Mihailis E. Diamantis
Professor of law at the University of Iowa College of Law

Posted

Time to read

4 Minutes

In the common telling of the corporate criminal justice parable, the law punishes criminal corporations in order to induce them to fix whatever caused them to do wrong. But there are some criminal corporations whose deep or unpredictable disfunction presents a special challenge. These corporations are much less likely to respond constructively to criminal sanctions. In a forthcoming article—The Corporate Insanity Defense—I argue that criminal law needs a different approach for these corporations, one that emphasizes compulsory expert treatment rather than standard forms of punishment. Fortunately, criminal law already has a doctrine that is up to the task—the insanity defense.

There are at least two types of scenarios where the standard conception of corporate punishment—which largely emphasizes fines—is particularly ineffective.

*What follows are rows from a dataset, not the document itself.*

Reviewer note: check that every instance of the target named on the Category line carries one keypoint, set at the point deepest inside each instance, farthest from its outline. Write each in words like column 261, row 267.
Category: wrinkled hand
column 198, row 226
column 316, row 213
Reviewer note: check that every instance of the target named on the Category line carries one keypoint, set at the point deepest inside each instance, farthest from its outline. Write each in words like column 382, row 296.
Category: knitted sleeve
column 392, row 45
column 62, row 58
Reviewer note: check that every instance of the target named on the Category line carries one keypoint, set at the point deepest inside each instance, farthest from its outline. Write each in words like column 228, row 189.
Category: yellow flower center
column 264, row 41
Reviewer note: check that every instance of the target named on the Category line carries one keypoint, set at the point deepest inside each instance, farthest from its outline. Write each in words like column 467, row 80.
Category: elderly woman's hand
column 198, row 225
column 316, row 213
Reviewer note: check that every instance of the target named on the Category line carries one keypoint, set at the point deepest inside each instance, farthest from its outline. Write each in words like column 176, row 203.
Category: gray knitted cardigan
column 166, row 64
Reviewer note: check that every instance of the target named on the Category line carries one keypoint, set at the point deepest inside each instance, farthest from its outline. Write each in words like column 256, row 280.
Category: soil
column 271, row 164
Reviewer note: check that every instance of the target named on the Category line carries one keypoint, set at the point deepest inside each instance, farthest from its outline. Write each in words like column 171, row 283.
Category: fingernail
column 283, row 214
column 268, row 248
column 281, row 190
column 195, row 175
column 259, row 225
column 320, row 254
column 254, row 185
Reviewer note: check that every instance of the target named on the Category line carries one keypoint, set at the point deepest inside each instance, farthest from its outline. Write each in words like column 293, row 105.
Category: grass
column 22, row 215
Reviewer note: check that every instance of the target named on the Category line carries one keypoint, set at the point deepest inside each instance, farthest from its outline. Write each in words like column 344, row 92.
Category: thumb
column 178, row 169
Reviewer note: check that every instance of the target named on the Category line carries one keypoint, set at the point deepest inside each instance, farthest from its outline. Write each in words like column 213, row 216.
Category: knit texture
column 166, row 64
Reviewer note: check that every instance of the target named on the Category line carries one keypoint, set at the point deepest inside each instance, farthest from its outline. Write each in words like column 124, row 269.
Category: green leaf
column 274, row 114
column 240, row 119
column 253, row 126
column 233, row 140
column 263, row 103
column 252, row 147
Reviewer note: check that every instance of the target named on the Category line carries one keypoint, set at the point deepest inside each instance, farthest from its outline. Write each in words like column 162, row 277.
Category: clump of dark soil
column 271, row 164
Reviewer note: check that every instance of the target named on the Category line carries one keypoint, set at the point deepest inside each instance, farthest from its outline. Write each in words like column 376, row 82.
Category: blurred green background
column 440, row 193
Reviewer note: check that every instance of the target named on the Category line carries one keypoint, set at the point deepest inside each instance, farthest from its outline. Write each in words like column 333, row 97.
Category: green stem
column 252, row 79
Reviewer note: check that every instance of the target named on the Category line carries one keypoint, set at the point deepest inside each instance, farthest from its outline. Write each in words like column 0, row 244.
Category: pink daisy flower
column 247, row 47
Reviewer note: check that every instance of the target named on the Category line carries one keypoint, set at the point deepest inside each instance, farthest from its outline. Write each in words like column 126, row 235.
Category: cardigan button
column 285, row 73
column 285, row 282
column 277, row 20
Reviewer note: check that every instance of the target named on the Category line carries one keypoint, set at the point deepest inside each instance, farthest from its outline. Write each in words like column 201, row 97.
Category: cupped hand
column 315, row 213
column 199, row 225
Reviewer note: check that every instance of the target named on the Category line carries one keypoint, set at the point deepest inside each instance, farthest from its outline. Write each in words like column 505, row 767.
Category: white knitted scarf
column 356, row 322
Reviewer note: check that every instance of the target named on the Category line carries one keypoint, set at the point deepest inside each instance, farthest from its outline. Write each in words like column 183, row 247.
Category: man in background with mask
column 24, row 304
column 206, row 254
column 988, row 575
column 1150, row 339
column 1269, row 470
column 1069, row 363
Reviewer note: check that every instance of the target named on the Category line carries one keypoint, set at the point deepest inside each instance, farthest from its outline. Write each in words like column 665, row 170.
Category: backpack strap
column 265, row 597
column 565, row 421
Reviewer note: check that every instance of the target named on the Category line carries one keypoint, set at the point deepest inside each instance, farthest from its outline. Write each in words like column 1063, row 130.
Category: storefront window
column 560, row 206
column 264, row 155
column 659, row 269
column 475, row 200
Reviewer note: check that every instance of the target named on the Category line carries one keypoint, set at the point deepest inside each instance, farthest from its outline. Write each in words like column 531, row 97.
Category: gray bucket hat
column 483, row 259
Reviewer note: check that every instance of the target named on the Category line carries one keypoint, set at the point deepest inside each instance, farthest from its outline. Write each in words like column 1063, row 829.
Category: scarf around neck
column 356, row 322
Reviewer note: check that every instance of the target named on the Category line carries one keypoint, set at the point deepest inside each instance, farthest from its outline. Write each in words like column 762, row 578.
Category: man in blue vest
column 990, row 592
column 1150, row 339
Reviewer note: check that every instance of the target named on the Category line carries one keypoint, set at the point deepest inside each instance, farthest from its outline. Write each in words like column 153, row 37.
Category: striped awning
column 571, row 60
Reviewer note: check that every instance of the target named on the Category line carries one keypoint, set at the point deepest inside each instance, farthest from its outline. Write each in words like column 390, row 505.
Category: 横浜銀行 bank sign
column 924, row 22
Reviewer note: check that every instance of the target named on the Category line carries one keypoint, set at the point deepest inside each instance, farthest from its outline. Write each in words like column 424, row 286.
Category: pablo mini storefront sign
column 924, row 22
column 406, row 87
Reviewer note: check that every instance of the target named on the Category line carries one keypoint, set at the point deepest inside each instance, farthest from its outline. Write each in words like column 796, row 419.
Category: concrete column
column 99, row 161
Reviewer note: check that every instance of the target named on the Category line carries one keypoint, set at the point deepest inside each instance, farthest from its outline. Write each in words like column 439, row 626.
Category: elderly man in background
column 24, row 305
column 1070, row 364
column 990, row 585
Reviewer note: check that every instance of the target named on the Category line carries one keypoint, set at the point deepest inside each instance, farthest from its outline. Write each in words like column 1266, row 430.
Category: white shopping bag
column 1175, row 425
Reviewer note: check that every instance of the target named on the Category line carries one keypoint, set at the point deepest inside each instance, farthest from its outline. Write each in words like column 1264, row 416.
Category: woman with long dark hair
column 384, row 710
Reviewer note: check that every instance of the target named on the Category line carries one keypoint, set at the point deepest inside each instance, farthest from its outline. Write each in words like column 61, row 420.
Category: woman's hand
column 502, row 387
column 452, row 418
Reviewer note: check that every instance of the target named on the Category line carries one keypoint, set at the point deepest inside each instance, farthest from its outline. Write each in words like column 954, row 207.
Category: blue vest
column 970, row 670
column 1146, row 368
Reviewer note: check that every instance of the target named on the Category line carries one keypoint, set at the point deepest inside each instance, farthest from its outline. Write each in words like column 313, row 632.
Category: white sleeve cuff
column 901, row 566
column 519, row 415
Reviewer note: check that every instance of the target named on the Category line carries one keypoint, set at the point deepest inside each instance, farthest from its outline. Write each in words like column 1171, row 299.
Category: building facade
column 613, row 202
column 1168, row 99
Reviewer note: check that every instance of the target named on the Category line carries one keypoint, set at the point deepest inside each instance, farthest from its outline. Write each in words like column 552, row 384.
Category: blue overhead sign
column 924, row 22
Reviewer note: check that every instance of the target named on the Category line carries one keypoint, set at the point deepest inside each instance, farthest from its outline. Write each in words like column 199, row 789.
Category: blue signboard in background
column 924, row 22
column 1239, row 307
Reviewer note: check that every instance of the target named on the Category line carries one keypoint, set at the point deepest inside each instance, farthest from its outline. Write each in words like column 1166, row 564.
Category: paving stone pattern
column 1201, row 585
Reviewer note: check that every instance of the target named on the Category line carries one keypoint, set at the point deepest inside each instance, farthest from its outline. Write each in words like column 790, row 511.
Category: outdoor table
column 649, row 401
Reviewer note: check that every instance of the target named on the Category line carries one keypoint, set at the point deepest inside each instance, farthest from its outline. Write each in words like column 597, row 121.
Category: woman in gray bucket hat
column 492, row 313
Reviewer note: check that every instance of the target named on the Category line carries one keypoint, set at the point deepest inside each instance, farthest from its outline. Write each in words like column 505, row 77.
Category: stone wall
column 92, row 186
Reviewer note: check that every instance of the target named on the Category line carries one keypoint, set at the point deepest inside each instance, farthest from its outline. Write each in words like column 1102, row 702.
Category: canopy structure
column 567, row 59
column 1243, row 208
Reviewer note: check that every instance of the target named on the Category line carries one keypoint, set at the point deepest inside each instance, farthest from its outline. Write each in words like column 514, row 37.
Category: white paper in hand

First, there are cases where a rogue employee subverts otherwise effective corporate compliance protocols to commit a crime for his personal gain. Under the current law, the corporation could be sanctioned for the rogue’s misconduct. Assuming the corporation already has an effective compliance program, the only constructive action a fine could induce the corporation to take is to remove the rogue and to ensure no further rogue replaces him. However, if the rogue is an entrenched executive who is responsible for setting corporate policy, a fine against the corporation may not be able to provoke this change. If, on the other hand, the rogue is a lower-level employee, there may be little more the corporation can do to prevent further rogues from appearing. There are no compliance guarantees, especially against employees who are motivated to commit crimes. The multinational conglomerate Siemens offers a memorable example. After significant reforms following its prosecution for bribery, Siemens was widely hailed as one of the ‘World’s Most Ethical Corporations’. Nonetheless, a few years later, Siemens reported that it had uncovered several employees engaging in public corruption.

A second scenario where fines are predictably ineffective is where a corporation suffers from an entrenched and criminogenically defective corporate culture. Corporate culture is the touchstone by which employees gauge how to act. It relates to shared understandings, practices, and histories that bring some features of the work environment to social salience. Defective culture can silence valuable norms and normalize misconduct. Corporate fines, when they work at all, function by incentivizing individuals to behave differently. However, corporate culture has its own strong inertia. It is an essentially intangible group phenomenon that is largely beyond the power of any individual to change.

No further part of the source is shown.